Repeated searches of the family’s home, as well as a townhouse Maciejewska owned in West Chester, turned up empty. Investigators said her wallet, cell phone, and passport never left the family’s home, a detail that confused and alarmed her friends and coworkers, who said she never traveled without them.

The couple’s home, which was normally somewhat messy and unkempt, was uncharacteristically clean when house cleaners regularly hired by the couple visited after Maciejewska was reported missing, the affidavit said.

Pennsylvania State Police detectives found her Audi A4 a month later, parked in a lot not far from her home. A neighbor later told investigators she had seen Gould driving the vehicle not long before they recovered it.
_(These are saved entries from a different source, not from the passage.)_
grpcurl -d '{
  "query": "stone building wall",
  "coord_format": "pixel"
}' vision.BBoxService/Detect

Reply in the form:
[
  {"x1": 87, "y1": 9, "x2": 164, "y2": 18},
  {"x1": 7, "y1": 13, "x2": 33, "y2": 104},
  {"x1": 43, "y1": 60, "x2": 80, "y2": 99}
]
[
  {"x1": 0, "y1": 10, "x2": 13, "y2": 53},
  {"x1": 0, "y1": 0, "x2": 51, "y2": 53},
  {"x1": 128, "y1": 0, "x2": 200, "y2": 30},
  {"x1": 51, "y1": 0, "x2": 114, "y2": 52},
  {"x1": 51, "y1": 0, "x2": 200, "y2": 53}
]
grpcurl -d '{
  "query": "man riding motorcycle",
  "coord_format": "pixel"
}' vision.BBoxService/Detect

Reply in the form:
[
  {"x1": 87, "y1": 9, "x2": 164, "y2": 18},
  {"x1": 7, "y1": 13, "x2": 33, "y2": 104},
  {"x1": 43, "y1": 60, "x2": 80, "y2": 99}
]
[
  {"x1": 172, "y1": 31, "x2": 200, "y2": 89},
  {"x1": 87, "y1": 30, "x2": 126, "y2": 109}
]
Over the years, investigators said, Gould stopped cooperating with them, as their inquiry shifted from a missing-person case to a suspected murder.

He never outright denied killing his wife, investigators said, but a search of his home later in 2017 found he was keeping detailed notes about the police efforts to find her. And he had written a check to his attorney for $75,000 with the memo line “trial defense if needed,” the affidavit said.

Gould also searched for “top defense attorneys” on his computer and for information about strangulation. Investigators said those searches were “significant,” since police had not said they believe she may have been strangled.

As the years wore on, Maciejewska’s friends and neighbors fought to keep the story in the public eye, holding vigils, starting pages on social media dedicated to finding her, and sitting for interviews with local media.

The case captured national interest and was featured on podcasts and blogs about unsolved crimes.

Maciejewska came to the United States in 1997 to pursue a graduate degree in actuarial mathematics at the University of Louisville, her mother, Janina, told The Inquirer. She followed her then-boyfriend, who had come over from Poland to start classes there a year before.

The two broke up when she moved to West Chester to work for a company that later became Voya.

Maciejewska met Gould on a ski trip in the mid-2000s, her mother said.

“She thought he had no flaws,” Janina Maciejewska said in a 2018 interview. Gould seemed infatuated with Maciejewska, she said, and they married in 2006.

The marriage appeared to be a happy one, her mother said, until the couple’s son, Andrew, was born in 2013 and Gould seemed to pay more attention to the child than his wife.

Maciejewska thought her husband spoiled their son, and tensions flared over her wish that he retain his dual citizenship with Poland, something her family said Gould opposed, according to the affidavit.

After speaking with the divorce counselor Maciejewska was seeing, investigators said, it was clear she was unhappy with the marriage and was making plans to take her son with her to Poland.

That decision, the affidavit said, may have been the motive for her killing.